Frey's lawyer, Gloria Allred, said Frey will probably be on the stand for "a considerable amount of time."
Defense lawyers do not deny the affair or even that Peterson was a "cad." But they say that just because Peterson cheated on his wife that did not make him a murderer.
Peterson's defense also has questioned Frey's motives and the timing of her communications with police, but Allred said outside court that Peterson "wormed his way into her life" and then repeatedly lied to her before and after his wife disappeared.
"She is a victim of Scott Peterson's deception," Allred said outside the courthouse, adding that once Frey learned that Laci was missing, she immediately informed law enforcement.

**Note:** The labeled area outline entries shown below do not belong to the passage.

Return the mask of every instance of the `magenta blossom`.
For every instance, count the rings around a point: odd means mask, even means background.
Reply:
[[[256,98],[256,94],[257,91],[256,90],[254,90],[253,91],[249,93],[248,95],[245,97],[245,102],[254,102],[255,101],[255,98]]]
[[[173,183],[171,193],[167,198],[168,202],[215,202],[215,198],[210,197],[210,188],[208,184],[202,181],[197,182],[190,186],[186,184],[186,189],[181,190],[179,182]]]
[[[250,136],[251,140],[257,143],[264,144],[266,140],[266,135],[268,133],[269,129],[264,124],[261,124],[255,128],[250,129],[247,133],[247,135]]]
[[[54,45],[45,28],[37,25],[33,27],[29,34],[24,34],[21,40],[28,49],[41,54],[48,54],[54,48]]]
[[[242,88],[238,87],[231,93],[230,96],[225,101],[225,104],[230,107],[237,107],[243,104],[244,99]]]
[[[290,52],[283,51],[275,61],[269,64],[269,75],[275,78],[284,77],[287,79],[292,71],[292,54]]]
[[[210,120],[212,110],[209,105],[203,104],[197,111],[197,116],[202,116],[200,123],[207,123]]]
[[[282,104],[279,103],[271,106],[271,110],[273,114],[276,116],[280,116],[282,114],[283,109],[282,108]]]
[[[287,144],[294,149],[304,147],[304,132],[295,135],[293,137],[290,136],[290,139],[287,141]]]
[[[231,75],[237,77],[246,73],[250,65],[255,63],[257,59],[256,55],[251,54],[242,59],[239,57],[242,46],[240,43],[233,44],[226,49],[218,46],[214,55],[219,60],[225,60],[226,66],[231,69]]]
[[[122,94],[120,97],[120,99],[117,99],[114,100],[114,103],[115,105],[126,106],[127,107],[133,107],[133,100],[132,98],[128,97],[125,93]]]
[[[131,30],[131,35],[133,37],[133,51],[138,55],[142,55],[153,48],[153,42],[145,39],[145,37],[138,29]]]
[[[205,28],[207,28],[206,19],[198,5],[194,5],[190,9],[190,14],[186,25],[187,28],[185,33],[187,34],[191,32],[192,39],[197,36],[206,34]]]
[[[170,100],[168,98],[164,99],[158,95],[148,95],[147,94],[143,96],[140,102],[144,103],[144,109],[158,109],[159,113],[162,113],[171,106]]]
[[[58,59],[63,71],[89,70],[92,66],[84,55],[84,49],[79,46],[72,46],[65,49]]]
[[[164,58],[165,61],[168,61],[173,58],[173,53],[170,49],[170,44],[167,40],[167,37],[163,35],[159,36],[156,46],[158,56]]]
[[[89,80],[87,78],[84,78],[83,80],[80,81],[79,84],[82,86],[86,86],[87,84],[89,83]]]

Before Frey began her testimony, Judge Alfred A. Delucchi briefly brought the lawyers into his chambers, but no details were released about the closed-door session. Last week, the judge delayed the trial so that both sides could investigate recently discovered evidence.
Defense attorney Mark Geragos called that evidence "potentially exculpatory." Prosecutors have not commented on the evidence questions, citing the judge's gag order.
Prosecutors allege Peterson killed his wife in their Modesto home on or around Dec. 24, 2002, then drove to the bay and dumped her weighted body from a small boat he had purchased just weeks earlier. The badly decomposed remains of Laci Peterson and the couple's fetus washed ashore in April 2003, not far from where Peterson said he launched a solo fishing trip the day she vanished.
Shawn Sibley, the woman who set Peterson up with Frey, testified that she confronted Peterson on Dec. 6 after learning he was married. He had told her he "lost" his wife.
Prosecutors appear to be trying to show that Peterson began hatching the murder plot a day later. Defense attorneys contend it is ridiculous to think Peterson would kill his wife to be with a woman he had known for only several months.